This is the mail archive of the
gcc-bugs@gcc.gnu.org
mailing list for the GCC project.
[Bug middle-end/21111] IA-64 NaT consumption faults due to uninitialized register reads
- From: "wilson at specifixinc dot com" <gcc-bugzilla at gcc dot gnu dot org>
- To: gcc-bugs at gcc dot gnu dot org
- Date: 19 Apr 2005 23:05:22 -0000
- Subject: [Bug middle-end/21111] IA-64 NaT consumption faults due to uninitialized register reads
- References: <20050419203158.21111.wilson@gcc.gnu.org>
- Reply-to: gcc-bugzilla at gcc dot gnu dot org
------- Additional Comments From wilson at specifixinc dot com 2005-04-19 23:05 -------
Subject: Re: IA-64 NaT consumption faults due to uninitialized
register reads
pinskia at gcc dot gnu dot org wrote:
> ------- Additional Comments From pinskia at gcc dot gnu dot org 2005-04-19 20:47 -------
> To me, the target specific code should be the one to fix this problem up and not the middle-end or at
> least have a hook for it so you don't mess around with other targets getting the speed up. Anyways
> seems like someone thought it would be cool if they did this, oh well.
The change I am suggesting should not hurt performance, and I expect
that it would actually help performance in many cases.
Currently, the first assignment to a structure is a bitfield insert.

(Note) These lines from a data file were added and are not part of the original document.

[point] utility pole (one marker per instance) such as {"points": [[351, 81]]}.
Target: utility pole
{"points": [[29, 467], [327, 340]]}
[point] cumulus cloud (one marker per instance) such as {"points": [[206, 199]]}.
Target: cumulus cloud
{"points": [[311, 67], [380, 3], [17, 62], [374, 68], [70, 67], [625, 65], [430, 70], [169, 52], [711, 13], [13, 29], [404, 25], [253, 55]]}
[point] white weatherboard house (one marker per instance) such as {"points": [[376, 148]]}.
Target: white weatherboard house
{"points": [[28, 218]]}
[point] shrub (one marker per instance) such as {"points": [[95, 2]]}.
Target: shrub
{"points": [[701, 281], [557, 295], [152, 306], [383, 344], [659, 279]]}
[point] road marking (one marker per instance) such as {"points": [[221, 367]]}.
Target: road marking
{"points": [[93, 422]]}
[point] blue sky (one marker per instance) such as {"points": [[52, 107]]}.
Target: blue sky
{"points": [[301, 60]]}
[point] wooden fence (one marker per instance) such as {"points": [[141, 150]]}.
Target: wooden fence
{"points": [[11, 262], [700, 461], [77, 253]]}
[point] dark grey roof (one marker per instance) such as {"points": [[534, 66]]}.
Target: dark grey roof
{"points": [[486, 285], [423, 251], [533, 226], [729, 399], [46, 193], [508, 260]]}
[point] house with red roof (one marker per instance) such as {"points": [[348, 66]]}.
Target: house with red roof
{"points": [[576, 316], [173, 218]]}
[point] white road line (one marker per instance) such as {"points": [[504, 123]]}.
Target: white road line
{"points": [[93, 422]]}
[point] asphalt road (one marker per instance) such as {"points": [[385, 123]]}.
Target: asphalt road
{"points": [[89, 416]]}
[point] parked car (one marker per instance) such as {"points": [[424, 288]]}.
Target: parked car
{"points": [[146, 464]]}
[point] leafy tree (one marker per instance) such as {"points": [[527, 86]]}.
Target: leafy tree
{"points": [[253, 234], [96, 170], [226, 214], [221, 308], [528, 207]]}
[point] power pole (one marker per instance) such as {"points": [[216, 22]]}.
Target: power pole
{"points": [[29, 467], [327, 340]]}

If we zero the structure before the first assignment, then combine will
give us a simple assignment instead, which will be faster than a
bitfield insert for most targets. This may also allow other assignments
to be combined in, giving further benefits. (There can be multiple
first assignments if there are multiple blocks where the structure
becomes live.)
I agree that the optimizations being performed by tree-ssa are useful
here, but one must not be confused by the big picture issues here into
ignoring the details. Emitting a bit-field insert when only a simple
assignment is needed is wrong. It may cause performance loss on many
targets, and it causes core dumps on IA-64.
Take a look at this example.
struct s { unsigned long i : 32; unsigned long j : 32;};
int i;
struct s
sub (void)
{
struct s foo;
foo.i = i;
return foo;
}
Compiling this for x86-64 on mainline, I get 10 instructions, which
perform two bit-field insertions. Compiling this with gcc-3.3, I get 7
instructions which perform one bit-field insertion.
I think the optimal code is two instructions, one to load i into the low
part of the return register, and one to return. The upper bits of the
structure are don't care bits, so we can set them to anything we want.
There is no need for any bitfield insertion here at all.
Mainline does even worse than gcc-3 here because in order to decompose
the structure it creates a fake j assignment, and then we end up
emitting bitfield insertion code for the fake j assignment, even though
this code is completely useless. Furthermore, the RTL optimizer is not
able to delete this fake j assignment, because it is a bitfield insert.
--
http://gcc.gnu.org/bugzilla/show_bug.cgi?id=21111